Selected Director Disqualification Case Updates for April to June 2025

Respondent(s) Breach(es) Result Remarks
A director Application for disqualification order against a former director of two insolvent companies under section 168H of the Companies (Winding Up and Miscellaneous Provisions) Ordinance, Cap. 32 (“the Ordinance”) for her breach of the directors’ duties by:-

(a) failing to ensure the companies’ compliance of the accounting records provisions of the Ordinance and the Companies Ordinance, Cap. 622 (“the CO”);
(b) failing to submit a Statement of Affairs of the companies; and
(c) non-cooperation.
The Respondent was disqualified from acting as a director etc. of a company for a period of 3 years 6 months. Case Summary
A director Application for disqualification order against a former director of three insolvent companies under section 168H of the Ordinance for her breach of directors’ duties by failing to:-

(a) ensure the companies’ compliance of the accounting records provisions of the Ordinance and/or the CO;
(b) ensure due payment of MPF contribution to employees of one insolvent company; and
(c) ensure compliance of the Trade Description Ordinance, Cap. 362 in the conduct of business of one insolvent company.
The Respondent was disqualified from acting as a director etc. of a company for a period of 4 years 6 months.
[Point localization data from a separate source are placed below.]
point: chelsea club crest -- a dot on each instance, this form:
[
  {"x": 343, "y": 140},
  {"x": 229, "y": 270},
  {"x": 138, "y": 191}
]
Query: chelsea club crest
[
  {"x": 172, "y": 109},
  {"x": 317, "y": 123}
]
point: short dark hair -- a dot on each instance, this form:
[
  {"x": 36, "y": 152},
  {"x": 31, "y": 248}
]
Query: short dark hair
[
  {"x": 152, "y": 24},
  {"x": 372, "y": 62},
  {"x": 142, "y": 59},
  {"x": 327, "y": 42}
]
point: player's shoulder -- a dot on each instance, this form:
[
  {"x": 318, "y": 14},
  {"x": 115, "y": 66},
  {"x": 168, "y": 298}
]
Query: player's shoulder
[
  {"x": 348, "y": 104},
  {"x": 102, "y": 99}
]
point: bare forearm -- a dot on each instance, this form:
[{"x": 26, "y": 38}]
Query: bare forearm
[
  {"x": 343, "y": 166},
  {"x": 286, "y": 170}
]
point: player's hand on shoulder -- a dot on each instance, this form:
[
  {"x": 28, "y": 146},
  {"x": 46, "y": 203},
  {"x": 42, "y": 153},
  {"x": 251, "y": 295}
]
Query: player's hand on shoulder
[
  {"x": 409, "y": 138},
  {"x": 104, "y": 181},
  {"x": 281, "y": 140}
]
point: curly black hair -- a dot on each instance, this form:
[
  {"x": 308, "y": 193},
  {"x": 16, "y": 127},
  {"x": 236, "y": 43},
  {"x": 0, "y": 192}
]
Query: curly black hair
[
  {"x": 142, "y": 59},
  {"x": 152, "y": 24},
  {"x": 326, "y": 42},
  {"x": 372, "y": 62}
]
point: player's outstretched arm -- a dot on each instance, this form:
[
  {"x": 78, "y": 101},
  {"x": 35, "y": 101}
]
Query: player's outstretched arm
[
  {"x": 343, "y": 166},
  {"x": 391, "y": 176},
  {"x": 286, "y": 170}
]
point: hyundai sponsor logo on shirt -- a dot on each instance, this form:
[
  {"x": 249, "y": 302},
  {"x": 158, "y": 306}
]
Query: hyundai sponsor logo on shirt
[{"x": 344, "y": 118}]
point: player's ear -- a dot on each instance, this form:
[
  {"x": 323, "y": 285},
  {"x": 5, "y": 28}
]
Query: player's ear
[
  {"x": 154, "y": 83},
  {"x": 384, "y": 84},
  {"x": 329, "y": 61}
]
Case Summary

Notes:

  • According to section 168H of the Ordinance, it is mandatory for the Court to make a disqualification order once it is satisfied that a person’s conduct as a director of an insolvent company, either taken alone or with his conduct as a director of any other company, renders him unfit to be concerned with the management of a company. The minimum period of disqualification is 1 year and the maximum period is 15 years.
  • Under section 168K of the Ordinance, the Court shall have regard to the matters mentioned in Part I of the Fifteenth Schedule to the Ordinance, and where the company has become insolvent, also matters in Part II of the Fifteenth Schedule, in determining whether a person’s conduct as a director makes him/her unfit to be concerned in the management of a company. Other conducts relevant to the question of unfitness not falling within the matters specified in the Fifteenth Schedule may also be considered.